With the final three “Project Runway” contestants — Kenley, Korto and Leanne — set to show their collections in the season finale tonight, TODAYshow.com gets the inside scoop from fellow cast member Suede. Suede, the last designer kicked off during the regular season, fills us in about which contestants he expected to see at New York Fashion Week, the truth behind season five villain Kenley, and life after "Runway."
Q: Any thoughts on the final three contestants?
A: Well, it was an amazing experience and I would have loved to be in the top three. I did think Jerell was going to make it to the top. But everybody this season was so incredibly talented, I really think it was anybody's game. I am really proud of everyone from this season, I think everyone gave it their all. I am really looking forward to the finale, and can tell you that I'm really excited with who won.
Q: What are you up to now?
A: I’m getting ready to go to Los Angeles to find an agent. I’m moving into film and TV, hopefully. I will still keep designing, but will try and get into anything in film and TV — maybe another reality show, or soap opera or a movie. I will see what interest is out there.
Q: Do you think “Project Runway” changed you as a designer?
A: Of course. One of the biggest things I learned is to listen to my instincts. Nine out of 10 times I got called out on runway, it was for probably the same things I was thinking. It reinforces that you have to listen to instincts and follow what you are feeling.
Q: What did you think of last week's wedding gown and bridesmaid challenge? What would you have designed?
A: Well, I did have to do wedding dress because the top six [contestants] got to show at Bryant Park. The bridesmaid dress might have been easier than the actual wedding look, because it can be more traditional cocktail rather than true wedding. My vision of a wedding is dreamy and glamorous. My wedding dress was very young and very flirty. I did separates not typical of a wedding look. People have already e-mailed me asking if I could make something similar for their wedding.
Q: What was it like to show at Bryant Park?
A: It was a dream come true. I never thought in my entire life that I’d show at Bryant Park. I never thought I’d be at “Project Runway.” I’ve been in the industry for 15 years and none of the companies I have worked for have ever shown there. It was my first time being at Bryant Park aside from walking through when there were no tents and having lunch. My mom was front row. I am so close to her — it meant the world to me. I know not everyone got the collection, but I am so proud of myself. It was a huge accomplishment and I was really excited to show.
Q: Is Kenley as bad as she seems on the show?
A: Everyone is who they are on the show. What you see is what you get. Kenley is very young and has a lot of growing to do. She is who you are seeing.

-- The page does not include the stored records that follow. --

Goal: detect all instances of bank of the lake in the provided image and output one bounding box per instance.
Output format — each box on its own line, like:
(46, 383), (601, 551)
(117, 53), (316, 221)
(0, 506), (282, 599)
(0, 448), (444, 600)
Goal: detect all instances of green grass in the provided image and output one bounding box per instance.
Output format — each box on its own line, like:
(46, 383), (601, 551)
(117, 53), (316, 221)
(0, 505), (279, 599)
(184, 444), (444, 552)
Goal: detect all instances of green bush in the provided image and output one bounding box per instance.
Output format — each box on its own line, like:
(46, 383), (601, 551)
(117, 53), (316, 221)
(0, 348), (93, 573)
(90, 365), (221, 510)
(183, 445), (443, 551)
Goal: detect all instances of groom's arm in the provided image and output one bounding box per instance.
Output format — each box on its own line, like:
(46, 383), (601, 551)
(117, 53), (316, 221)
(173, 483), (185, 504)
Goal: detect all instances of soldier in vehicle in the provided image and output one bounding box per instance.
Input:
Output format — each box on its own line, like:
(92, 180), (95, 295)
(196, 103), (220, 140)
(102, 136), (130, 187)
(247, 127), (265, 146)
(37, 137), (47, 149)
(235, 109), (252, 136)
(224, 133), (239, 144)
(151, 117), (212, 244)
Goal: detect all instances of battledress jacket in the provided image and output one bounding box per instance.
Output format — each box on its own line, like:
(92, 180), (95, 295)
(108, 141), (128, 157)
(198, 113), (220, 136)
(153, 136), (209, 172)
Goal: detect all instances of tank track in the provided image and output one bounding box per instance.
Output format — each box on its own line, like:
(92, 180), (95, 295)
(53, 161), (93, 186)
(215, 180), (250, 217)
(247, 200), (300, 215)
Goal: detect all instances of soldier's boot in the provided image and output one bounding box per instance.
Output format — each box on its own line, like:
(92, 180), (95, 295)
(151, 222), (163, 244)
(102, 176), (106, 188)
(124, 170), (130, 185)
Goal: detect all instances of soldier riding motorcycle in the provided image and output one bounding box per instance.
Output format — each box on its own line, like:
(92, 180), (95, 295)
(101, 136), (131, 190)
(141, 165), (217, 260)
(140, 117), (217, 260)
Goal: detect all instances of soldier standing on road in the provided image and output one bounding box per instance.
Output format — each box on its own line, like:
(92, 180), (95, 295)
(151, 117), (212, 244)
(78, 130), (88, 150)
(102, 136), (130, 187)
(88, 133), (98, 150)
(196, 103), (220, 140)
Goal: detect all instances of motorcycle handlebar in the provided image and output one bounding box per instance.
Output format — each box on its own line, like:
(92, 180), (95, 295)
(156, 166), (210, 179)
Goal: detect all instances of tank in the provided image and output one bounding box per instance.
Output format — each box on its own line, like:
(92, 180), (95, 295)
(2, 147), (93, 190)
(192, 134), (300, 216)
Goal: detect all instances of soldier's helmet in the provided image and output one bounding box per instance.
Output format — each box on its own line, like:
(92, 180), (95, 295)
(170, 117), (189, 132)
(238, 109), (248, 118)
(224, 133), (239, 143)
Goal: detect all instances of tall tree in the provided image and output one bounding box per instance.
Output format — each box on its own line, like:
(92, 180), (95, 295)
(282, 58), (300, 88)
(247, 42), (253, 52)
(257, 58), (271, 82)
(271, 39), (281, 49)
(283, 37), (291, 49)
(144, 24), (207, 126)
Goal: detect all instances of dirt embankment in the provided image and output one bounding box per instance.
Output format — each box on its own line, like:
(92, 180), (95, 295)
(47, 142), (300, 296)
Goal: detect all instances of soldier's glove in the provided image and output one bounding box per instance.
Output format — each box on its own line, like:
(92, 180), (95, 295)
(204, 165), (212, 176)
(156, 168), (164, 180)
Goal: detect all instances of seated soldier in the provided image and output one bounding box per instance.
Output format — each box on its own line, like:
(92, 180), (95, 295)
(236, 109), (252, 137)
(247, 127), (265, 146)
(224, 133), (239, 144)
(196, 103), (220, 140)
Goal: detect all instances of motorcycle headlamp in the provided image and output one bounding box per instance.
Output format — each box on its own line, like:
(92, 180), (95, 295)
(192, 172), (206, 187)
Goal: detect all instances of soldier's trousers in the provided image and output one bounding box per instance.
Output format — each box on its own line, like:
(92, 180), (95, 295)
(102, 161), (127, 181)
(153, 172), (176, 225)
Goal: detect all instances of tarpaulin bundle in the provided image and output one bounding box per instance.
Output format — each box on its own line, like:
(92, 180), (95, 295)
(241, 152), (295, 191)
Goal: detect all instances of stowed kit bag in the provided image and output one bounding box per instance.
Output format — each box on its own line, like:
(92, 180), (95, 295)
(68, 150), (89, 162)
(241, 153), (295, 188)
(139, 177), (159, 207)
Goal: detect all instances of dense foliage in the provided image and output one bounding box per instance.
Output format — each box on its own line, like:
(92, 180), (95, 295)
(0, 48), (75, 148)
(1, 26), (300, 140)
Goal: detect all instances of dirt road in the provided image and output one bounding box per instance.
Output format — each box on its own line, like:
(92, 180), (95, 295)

Q: What was your favorite challenge?
A: My favorite one was where I won the green challenge with Natalie Portman. The dress sold out in less than three hours on bluefly.com.
Q: Is there anything you would have done differently in your last challenge?
A: Hindsight is 20/20. Knowing they wanted something a little more over the top, I probably would have done that. But that is not where I see modern-day rockers — they are not costume-y any more. What I did is right on the spot and the response I’ve gotten on my Web site has been amazing. Really believe in what I did, but I would have changed it. I mean, no one wants to get voted off.
Q: What was your worst moment on the show?
A: It certainly wasn’t easy being sent home, but a lot of the challenges were very difficult. You don’t get much rest at all, depending on the challenge. I had a really hard time with the car-parts challenge. The materials I chose to use were not able to be sewn so I did everything by hand. I had cuts and calluses and blisters all over my hands.
Q: What did you think of the judging? Were the judges fair?
A: Fair is a place where you go and have fun, a little park. We never know what they are looking for, but they are all experts in their field and have done this for a long time. Even if they ripped me apart, I did take what they said and internalized it. Sometimes you don’t want to hear it, but it helps you grow to the next level.
Q: Why did you start speaking in the third person?
A: I’m quirky and I’m fun. I’m very exuberant, from my style to how I speak to how I design. It’s meant to be fun and not serious at all. There are so many more big issues that we need to focus on — if I can make someone laugh by speaking in the third person, then I’m happy. It’s a quirky thing I do.
Q: What’s been the reaction to being on show?
A: Oh, my god. I just got back from [Washington] D.C. I was in Georgetown at Urban Outfitters and they almost had to close it because kids were mobbing me so much. It was wonderful. On the way home from the bar I went to, I was in a convertible, and kids came running out in the middle of the street trying to pull me out of the car. It’s humbling to get this response — people really love me. They love the fact that I came across as so friendly, as so nice and so genuine.